Oh, and there’s one more: As The Washington Post’s Greg Sargent wrote last week, Johnson has promoted the racist “great replacement” theory, which intimates that Democrats want to replace white voters with immigrants of color. Democrats want to “turn all these illegals into voters for their side,” he has claimed, and he has also accused Democrats of wanting the “destruction of our country at the expense of our own people.”

Democrats already have a head start on defining Johnson as an extremist.

No matter the issue, Johnson has taken positions that are both far outside the mainstream and that Democrats have already used to mobilize their voters.

With a razor-thin five-seat majority, Republicans already faced a difficult path to holding on to the House. Democrats are already near-guaranteed to pick up a seat in Alabama after the Supreme Court forced the state to create a second, majority-black district.
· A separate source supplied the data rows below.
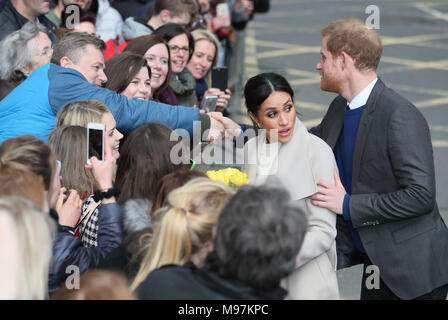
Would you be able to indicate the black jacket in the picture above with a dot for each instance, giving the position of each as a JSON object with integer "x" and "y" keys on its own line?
{"x": 11, "y": 20}
{"x": 393, "y": 202}
{"x": 68, "y": 250}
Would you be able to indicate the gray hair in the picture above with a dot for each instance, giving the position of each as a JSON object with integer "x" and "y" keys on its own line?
{"x": 72, "y": 45}
{"x": 16, "y": 51}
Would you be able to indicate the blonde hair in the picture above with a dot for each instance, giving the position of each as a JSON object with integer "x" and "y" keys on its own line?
{"x": 184, "y": 226}
{"x": 97, "y": 285}
{"x": 202, "y": 34}
{"x": 29, "y": 153}
{"x": 22, "y": 183}
{"x": 80, "y": 113}
{"x": 69, "y": 144}
{"x": 33, "y": 231}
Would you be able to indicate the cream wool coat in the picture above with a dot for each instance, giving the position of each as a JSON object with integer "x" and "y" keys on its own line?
{"x": 299, "y": 164}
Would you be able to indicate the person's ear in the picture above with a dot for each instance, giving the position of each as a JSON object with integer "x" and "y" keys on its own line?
{"x": 254, "y": 119}
{"x": 345, "y": 60}
{"x": 66, "y": 62}
{"x": 25, "y": 71}
{"x": 164, "y": 16}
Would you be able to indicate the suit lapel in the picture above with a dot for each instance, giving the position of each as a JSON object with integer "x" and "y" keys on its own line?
{"x": 364, "y": 128}
{"x": 337, "y": 122}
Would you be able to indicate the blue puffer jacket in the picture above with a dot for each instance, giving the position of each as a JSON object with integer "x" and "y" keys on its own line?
{"x": 31, "y": 108}
{"x": 68, "y": 250}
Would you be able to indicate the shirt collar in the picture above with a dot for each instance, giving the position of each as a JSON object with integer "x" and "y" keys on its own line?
{"x": 361, "y": 98}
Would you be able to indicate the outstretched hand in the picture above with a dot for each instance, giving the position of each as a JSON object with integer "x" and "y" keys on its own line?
{"x": 231, "y": 129}
{"x": 103, "y": 172}
{"x": 329, "y": 196}
{"x": 69, "y": 211}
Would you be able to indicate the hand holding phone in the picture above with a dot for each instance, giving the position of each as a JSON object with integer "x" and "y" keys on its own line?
{"x": 219, "y": 78}
{"x": 209, "y": 103}
{"x": 95, "y": 141}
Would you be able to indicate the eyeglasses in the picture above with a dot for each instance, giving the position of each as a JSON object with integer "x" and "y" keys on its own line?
{"x": 175, "y": 49}
{"x": 48, "y": 51}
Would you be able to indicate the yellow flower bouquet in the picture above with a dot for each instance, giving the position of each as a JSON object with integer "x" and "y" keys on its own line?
{"x": 230, "y": 176}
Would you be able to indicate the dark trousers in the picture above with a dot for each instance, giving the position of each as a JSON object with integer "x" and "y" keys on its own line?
{"x": 384, "y": 293}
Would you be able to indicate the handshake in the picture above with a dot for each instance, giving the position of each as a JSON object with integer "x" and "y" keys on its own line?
{"x": 222, "y": 127}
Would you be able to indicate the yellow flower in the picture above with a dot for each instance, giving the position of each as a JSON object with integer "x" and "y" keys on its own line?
{"x": 230, "y": 176}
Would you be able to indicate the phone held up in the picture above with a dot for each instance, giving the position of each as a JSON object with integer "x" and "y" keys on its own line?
{"x": 95, "y": 141}
{"x": 209, "y": 103}
{"x": 219, "y": 78}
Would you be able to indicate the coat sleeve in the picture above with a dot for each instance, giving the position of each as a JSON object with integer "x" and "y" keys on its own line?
{"x": 411, "y": 157}
{"x": 68, "y": 85}
{"x": 68, "y": 250}
{"x": 321, "y": 232}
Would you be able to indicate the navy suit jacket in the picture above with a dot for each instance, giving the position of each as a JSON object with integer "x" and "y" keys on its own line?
{"x": 393, "y": 202}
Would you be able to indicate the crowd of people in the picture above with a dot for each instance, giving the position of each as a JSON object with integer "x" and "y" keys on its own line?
{"x": 134, "y": 224}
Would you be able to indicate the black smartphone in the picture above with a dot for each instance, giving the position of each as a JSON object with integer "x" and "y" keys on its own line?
{"x": 219, "y": 78}
{"x": 95, "y": 141}
{"x": 210, "y": 103}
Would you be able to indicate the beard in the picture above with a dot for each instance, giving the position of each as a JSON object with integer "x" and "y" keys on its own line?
{"x": 329, "y": 83}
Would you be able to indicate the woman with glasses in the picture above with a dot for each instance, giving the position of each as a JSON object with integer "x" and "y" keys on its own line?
{"x": 130, "y": 75}
{"x": 181, "y": 45}
{"x": 21, "y": 53}
{"x": 157, "y": 54}
{"x": 205, "y": 56}
{"x": 148, "y": 154}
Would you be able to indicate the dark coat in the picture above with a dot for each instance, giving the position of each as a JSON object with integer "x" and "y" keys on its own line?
{"x": 11, "y": 20}
{"x": 68, "y": 250}
{"x": 393, "y": 202}
{"x": 173, "y": 282}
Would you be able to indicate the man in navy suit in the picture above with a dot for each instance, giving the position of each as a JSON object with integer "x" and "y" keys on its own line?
{"x": 384, "y": 194}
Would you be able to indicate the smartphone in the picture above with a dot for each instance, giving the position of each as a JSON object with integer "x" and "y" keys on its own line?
{"x": 210, "y": 103}
{"x": 95, "y": 141}
{"x": 219, "y": 78}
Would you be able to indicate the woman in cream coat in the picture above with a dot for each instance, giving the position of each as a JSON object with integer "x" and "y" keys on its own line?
{"x": 285, "y": 150}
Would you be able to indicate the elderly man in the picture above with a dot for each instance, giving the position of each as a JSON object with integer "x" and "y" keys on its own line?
{"x": 385, "y": 198}
{"x": 76, "y": 73}
{"x": 18, "y": 12}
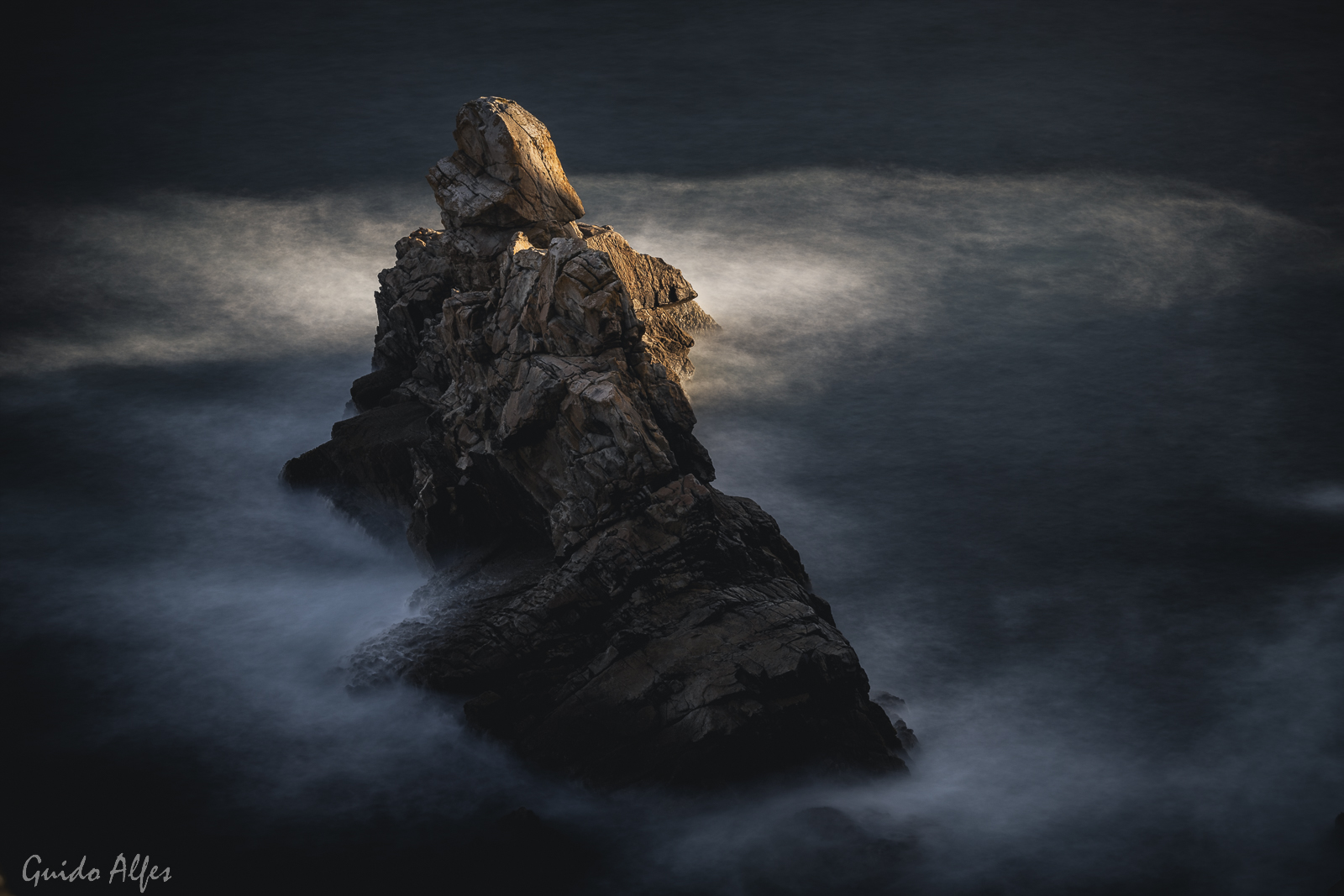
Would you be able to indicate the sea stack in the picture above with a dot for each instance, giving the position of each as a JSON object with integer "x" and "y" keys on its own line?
{"x": 608, "y": 613}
Similar rulings in Georgia and ongoing cases in Louisiana and Florida could add another 2-3 seats to the Democratic side of the ledger. (While Republicans are poised to pick up a number of seats from GOP-led gerrymandering in North Carolina, that will likely be canceled out by new maps being drawn in blue New York.)

So, with all else being equal, Republicans have a very real chance of entering the 2024 campaign season essentially tied with Democrats. Now their most vulnerable members, in districts won by Biden, face the added challenge of having to defend their votes in support of Johnson for speaker. 

Ironically, though vulnerable Republicans voted against Jordan because they worried about his track record, Johnson’s vast paper trail of infelicitous statements and policy positions — and him being largely unknown — might make him a worse speaker for those Republicans. Democrats already have a head start on defining Johnson as an extremist, and those efforts will only pick up steam as we approach Election Day 2024. 

So while Republicans may have, for now, ended their very public and very embarrassing speaker fight, in selecting Johnson they have created for themselves a larger set of political problems.